Il meccanismo comico qui funziona alla perfezione, grazie anche al lavoro di adattamento che lo stesso Claudio Di Palma fa, sfrondando il testo originale di alcune situazioni e gag non più divertenti ai giorni nostri, che avrebbero solo appesantito lo spettacolo. Spettacolo che invece funziona e diverte fin dalla prima scena, con la presentazione di alcuni dei folli personaggi che animano la pensione.

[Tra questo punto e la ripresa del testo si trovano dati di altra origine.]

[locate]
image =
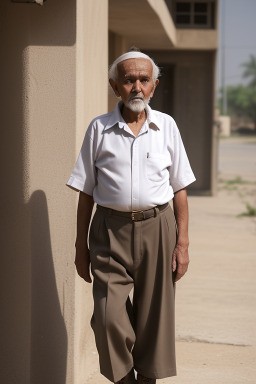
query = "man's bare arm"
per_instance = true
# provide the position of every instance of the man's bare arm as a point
(84, 212)
(180, 259)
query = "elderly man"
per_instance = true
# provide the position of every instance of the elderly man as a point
(131, 164)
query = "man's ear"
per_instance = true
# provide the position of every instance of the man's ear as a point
(114, 87)
(153, 90)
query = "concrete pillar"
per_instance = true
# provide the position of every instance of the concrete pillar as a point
(53, 82)
(117, 46)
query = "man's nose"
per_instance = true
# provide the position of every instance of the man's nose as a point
(137, 86)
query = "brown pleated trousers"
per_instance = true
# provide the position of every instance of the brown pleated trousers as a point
(128, 254)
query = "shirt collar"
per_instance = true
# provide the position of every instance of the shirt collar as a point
(117, 118)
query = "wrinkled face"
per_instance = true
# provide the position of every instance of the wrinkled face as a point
(135, 83)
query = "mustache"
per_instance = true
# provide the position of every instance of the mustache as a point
(137, 96)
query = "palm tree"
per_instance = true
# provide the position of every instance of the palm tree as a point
(250, 71)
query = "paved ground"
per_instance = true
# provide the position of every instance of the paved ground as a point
(215, 301)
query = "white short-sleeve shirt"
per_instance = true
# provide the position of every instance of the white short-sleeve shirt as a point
(127, 172)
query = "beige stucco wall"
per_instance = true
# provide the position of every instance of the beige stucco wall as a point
(49, 94)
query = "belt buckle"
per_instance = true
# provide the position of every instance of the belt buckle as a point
(137, 215)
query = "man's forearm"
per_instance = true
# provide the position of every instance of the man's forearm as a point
(180, 206)
(84, 212)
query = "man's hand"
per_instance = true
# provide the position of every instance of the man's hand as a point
(82, 262)
(180, 261)
(180, 258)
(82, 259)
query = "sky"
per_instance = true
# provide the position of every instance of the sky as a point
(237, 38)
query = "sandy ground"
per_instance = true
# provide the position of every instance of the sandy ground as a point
(216, 299)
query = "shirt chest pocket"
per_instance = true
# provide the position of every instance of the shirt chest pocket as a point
(157, 166)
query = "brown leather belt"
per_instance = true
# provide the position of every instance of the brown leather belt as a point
(135, 215)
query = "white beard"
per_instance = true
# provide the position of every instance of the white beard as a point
(137, 105)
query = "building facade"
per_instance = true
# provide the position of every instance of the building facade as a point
(54, 68)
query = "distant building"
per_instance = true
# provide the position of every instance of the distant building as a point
(54, 68)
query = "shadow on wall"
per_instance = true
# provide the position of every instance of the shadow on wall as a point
(48, 332)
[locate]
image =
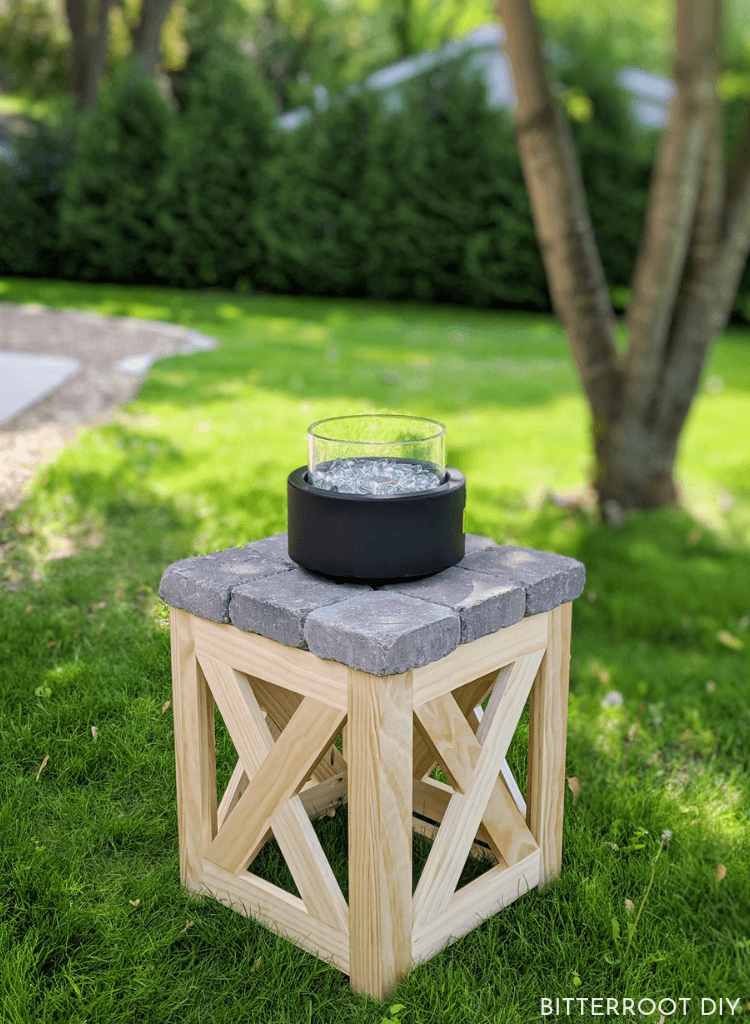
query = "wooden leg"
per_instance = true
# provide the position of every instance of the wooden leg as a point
(195, 752)
(547, 734)
(379, 725)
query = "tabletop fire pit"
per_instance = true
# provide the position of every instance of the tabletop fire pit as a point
(376, 501)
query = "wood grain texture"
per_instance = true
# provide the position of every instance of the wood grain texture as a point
(380, 727)
(471, 904)
(430, 799)
(471, 660)
(547, 737)
(194, 752)
(277, 771)
(281, 704)
(441, 719)
(465, 696)
(295, 670)
(279, 910)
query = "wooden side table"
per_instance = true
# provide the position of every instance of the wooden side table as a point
(291, 659)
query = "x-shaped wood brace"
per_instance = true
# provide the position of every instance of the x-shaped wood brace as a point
(472, 763)
(277, 771)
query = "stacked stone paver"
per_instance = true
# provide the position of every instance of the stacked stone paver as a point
(384, 631)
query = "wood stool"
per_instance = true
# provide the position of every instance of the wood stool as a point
(291, 659)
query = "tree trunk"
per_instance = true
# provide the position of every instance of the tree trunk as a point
(89, 25)
(694, 249)
(147, 35)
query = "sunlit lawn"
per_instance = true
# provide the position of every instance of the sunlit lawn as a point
(92, 921)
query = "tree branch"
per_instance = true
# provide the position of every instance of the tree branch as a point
(146, 36)
(673, 196)
(706, 310)
(561, 219)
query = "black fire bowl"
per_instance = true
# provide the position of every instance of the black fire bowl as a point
(376, 539)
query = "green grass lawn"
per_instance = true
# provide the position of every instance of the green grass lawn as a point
(93, 925)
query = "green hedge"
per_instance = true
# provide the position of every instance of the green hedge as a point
(427, 204)
(109, 203)
(211, 184)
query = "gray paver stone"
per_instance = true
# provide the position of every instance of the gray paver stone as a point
(204, 584)
(484, 603)
(382, 633)
(474, 543)
(549, 580)
(278, 606)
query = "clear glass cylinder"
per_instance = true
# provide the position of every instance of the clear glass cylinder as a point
(376, 454)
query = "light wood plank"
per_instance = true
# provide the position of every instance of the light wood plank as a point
(235, 788)
(473, 903)
(299, 671)
(471, 660)
(460, 750)
(324, 796)
(194, 751)
(547, 736)
(430, 798)
(448, 856)
(279, 910)
(380, 728)
(278, 771)
(281, 705)
(506, 775)
(465, 696)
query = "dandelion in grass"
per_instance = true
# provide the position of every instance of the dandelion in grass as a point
(666, 836)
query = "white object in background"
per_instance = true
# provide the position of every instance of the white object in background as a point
(26, 378)
(507, 774)
(135, 364)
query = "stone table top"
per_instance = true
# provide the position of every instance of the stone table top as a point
(386, 630)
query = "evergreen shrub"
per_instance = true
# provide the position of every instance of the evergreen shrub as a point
(110, 199)
(30, 194)
(208, 194)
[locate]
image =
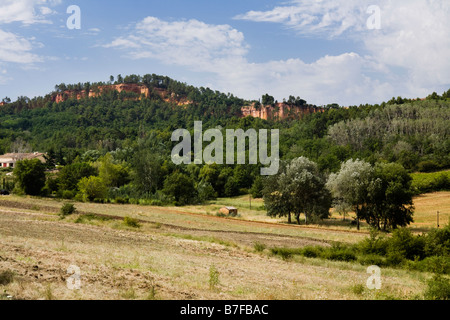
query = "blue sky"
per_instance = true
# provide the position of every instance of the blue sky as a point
(320, 50)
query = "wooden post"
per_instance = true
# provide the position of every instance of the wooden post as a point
(438, 218)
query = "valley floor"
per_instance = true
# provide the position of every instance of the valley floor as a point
(171, 255)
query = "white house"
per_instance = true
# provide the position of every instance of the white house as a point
(9, 160)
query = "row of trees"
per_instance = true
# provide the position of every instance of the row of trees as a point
(381, 194)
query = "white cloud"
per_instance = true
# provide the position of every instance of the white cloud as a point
(326, 17)
(16, 49)
(408, 56)
(26, 11)
(187, 43)
(414, 35)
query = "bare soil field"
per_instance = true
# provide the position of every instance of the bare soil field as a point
(165, 260)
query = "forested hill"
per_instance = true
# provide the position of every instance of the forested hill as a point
(414, 133)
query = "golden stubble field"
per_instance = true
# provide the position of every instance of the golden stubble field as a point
(173, 252)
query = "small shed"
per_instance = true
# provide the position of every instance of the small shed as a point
(230, 211)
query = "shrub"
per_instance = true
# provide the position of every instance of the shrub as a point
(437, 242)
(438, 288)
(372, 260)
(6, 277)
(312, 252)
(374, 245)
(340, 252)
(259, 247)
(120, 200)
(427, 166)
(286, 253)
(67, 209)
(68, 194)
(405, 244)
(213, 278)
(131, 222)
(156, 203)
(435, 264)
(341, 255)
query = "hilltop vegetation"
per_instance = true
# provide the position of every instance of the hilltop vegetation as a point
(117, 146)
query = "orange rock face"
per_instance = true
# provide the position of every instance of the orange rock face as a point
(280, 111)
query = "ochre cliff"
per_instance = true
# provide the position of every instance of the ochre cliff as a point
(279, 111)
(140, 90)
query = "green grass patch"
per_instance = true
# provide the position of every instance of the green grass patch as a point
(203, 238)
(431, 182)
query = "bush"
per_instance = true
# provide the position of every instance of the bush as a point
(437, 242)
(403, 243)
(213, 278)
(259, 247)
(6, 277)
(438, 288)
(120, 200)
(341, 255)
(435, 264)
(374, 245)
(372, 260)
(427, 166)
(286, 253)
(312, 252)
(68, 194)
(131, 222)
(67, 209)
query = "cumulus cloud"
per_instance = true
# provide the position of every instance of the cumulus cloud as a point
(16, 49)
(187, 43)
(408, 56)
(26, 11)
(414, 35)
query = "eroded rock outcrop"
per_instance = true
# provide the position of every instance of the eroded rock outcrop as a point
(279, 111)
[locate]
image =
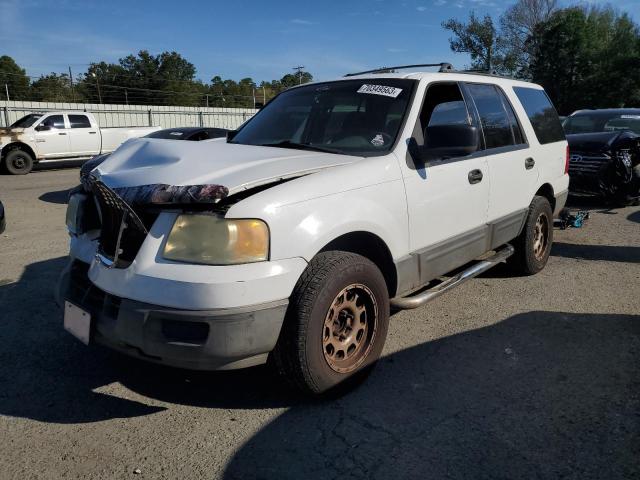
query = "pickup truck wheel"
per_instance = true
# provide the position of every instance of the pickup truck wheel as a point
(18, 162)
(336, 323)
(533, 246)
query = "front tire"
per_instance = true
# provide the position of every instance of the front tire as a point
(533, 246)
(336, 323)
(18, 162)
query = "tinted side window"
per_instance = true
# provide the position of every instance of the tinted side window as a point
(444, 105)
(518, 136)
(54, 121)
(542, 114)
(496, 125)
(79, 121)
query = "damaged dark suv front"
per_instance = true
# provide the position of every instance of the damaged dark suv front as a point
(605, 154)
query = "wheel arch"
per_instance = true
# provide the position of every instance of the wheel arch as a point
(17, 146)
(370, 246)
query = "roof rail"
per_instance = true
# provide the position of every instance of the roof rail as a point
(444, 67)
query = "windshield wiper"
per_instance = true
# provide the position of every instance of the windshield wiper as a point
(299, 146)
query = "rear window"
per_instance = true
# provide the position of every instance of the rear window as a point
(541, 113)
(79, 121)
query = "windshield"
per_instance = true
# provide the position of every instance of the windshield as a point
(599, 122)
(354, 117)
(26, 121)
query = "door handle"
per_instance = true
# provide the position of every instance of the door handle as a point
(475, 176)
(529, 163)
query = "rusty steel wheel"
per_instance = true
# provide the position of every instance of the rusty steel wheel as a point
(533, 245)
(541, 236)
(349, 328)
(336, 324)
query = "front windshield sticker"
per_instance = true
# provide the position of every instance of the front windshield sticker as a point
(377, 141)
(380, 90)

Anche la trasposizione agli anni fine Cinquanta – inizi Sessanta, come si evince dalle agili e belle scene di Luigi Ferrigno e dai coloratissimi costumi di Giuseppe Avallone, rende la vicenda a noi più vicina e familiare. Il buon ritmo serrato e le caratterizzazioni parossistiche degli interpreti fanno il resto. A cominciare dal vulcanico Massimo De Matteo che nel ruolo di Sciosciammocca è capace di trovate comiche divertentissime quanto di una naïveté provinciale commovente.
Il resto della compagnia si muove nel solco della grande tradizione del Teatro d’Arte napoletano. Citarne alcuni sarebbe far torto a tutti gli altri, dal momento che ognuno dà il suo contributo di lazzi comici ad uno spettacolo difficile da realizzare se non si ha il giusto bagaglio di esperienza scenica. Motivo per cui sono sempre meno frequenti questi tipi di rappresentazione. Motivo per cui questo spettacolo non si deve perdere.